Here at Inviqa we’re committed to helping our people learn and grow. As part of this commitment we recently invested in free, in-house coaching to help our people achieve their personal and professional goals.
Here I sit down with our first resident development coach, Tony Piper, to learn more about the personal and professional benefits of coaching and how it all works.
What are the benefits of developmental coaching?
It’s ultimately here to help you accomplish the things you’d like to achieve, and, in the process, to help with your sense of wellbeing.
Coaching can be useful in all sorts of ways, but it’s always about helping people take action. People often get stuck before they’ve started to work on something (aka ‘analysis paralysis’), and if they get started they can often become stuck if they’re waiting for others, or doing something they have no experience of.
Developmental coaching is a tool that helps people get started and get unstuck. I usually work with people on communication and presentation skills, personal effectiveness, management, coaching and leadership skills, career growth, and career transition.
If you’re always telling people what to do, you may become indispensable. If you help people understand what they already know, and what they can do for themselves, you will become invaluable.
Coaching reminds us that we’re capable of achieving much more than we think, even when we just harness the skills, experiences, and contacts we already have.
In an industry such as software engineering, we’re all experts, paid to tell each other what we think about something, and what should be done. We go about our lives freely offering advice to each other. And if we’re on the receiving end of that, it’s easy to become over-reliant on others.
Developmental coaching helps rebalance things and remind you that you already have so many personal resources that can be used to achieve great things. And when you realise or reconnect with that, amazing things can happen.
How does coaching work at Inviqa?
We offer developmental coaching for free to all Inviqa employees, whatever their role or location. It’s confidential and impartial and allows staff to work on outcomes that might require just one or two sessions, or larger goals they wish to tackle over a longer timeframe.
Many of my clients approach me directly and others are referred to me by our dedicated People and Learning Team. Typically we’ll start with an hour-long session and take it from there.
My client will talk me through their challenge or current predicament whether that’s to do with themselves, their work, or their relationships with other people.

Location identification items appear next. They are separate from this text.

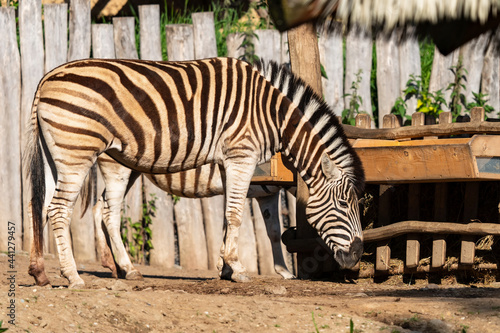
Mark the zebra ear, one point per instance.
(331, 171)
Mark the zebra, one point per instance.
(166, 117)
(204, 181)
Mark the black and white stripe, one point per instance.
(164, 117)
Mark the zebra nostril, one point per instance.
(356, 247)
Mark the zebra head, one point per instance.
(333, 210)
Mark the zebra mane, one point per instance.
(320, 115)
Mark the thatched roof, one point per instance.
(449, 22)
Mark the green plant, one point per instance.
(458, 100)
(2, 329)
(479, 100)
(427, 102)
(399, 109)
(349, 114)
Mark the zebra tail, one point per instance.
(88, 189)
(36, 173)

By helping my clients to question their assumptions and perceptions, and by acting as a sounding-board, I can help them to identify their goals or the change they want to achieve, and the action that’s required to get there.

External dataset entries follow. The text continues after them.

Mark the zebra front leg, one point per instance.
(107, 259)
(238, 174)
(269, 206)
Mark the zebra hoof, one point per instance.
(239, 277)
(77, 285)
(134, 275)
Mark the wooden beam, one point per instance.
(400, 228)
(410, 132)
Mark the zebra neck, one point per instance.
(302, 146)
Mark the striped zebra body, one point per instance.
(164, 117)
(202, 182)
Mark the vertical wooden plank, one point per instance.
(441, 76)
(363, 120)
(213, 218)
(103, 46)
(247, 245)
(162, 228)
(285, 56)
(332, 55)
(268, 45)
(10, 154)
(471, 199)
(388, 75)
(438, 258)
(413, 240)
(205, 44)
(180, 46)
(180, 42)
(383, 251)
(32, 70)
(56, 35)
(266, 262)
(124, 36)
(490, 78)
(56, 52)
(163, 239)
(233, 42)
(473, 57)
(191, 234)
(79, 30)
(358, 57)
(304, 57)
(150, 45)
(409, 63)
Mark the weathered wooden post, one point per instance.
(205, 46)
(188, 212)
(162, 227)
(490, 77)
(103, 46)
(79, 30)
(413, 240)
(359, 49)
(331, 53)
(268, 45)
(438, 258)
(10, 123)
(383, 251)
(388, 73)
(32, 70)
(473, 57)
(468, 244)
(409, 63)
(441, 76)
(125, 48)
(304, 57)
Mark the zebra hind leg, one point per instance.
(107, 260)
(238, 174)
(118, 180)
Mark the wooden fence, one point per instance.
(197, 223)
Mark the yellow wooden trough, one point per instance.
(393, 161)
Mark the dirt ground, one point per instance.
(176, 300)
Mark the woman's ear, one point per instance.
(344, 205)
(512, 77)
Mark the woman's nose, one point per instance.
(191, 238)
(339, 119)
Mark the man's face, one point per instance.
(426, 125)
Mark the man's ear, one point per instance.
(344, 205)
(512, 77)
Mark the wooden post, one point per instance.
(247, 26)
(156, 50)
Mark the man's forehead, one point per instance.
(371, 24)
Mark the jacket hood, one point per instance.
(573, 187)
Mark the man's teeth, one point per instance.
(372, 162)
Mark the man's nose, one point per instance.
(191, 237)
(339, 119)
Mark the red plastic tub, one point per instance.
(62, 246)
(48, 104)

It’s hugely rewarding to be able to help the people I work with, which in turn helps the business. We may be a digital agency, but we’re ultimately a people business, and we’re only as good as the people we employ and nurture.
Inviqa is full of lovely, smart people. I’m lucky enough to be working with them, and helping them achieve their dreams. What could be more rewarding?
What have you found most challenging?
It’s challenging when you encounter clients who say they want to achieve things, but aren’t prepared to do the work. Coaching can only work if you have a strong sense of intrinsic motivation to achieve what you’re trying to achieve. If you don’t, I can help you understand how to get that motivation, but ultimately if you don’t want to achieve it, you won’t.
Everything else is possible!
How did you get into coaching?
Earlier in my career, I was lucky enough to experience the power of coaching for myself (at a time when it wasn’t very commonplace) and was inspired to grow my skills in this area.
Fast forward a few years and I was still working as an IT professional, but kept seeing my colleagues getting stuck in the same situations. I knew that coaching could help, and I wanted to make best use of my skills and experience. So I decided to formally change career.
Coaching is a skillset that can be used in so many ways, whether working as a full-time coach, being a leader with strong coaching skills, or a facilitator. It’s the kind of thing that can be of service to anyone, anywhere in the world.
And any advice for would-be coaches?
Get a coach!
A coach without a coach is like a doctor who doesn’t believe in going to the doctor. How can you expect your clients to see the value in coaching if you don't?
As for training, there are lots of coaching frameworks you can learn. I started my journey by learning the Five Minute Coach and applying it rigorously. Getting started as a coach doesn’t need to be expensive or time-consuming. Like many things, it takes moments to learn, but a lifetime to master.
What inspires you?
I’m inspired by people who, in the face of adversity or challenge, keep going and achieve their goals.
What are your interests outside work?
I love to be out and about on my Brompton bike, going for long walks, or training in the gym. I’m also a professional singer, so don’t spend much time at home!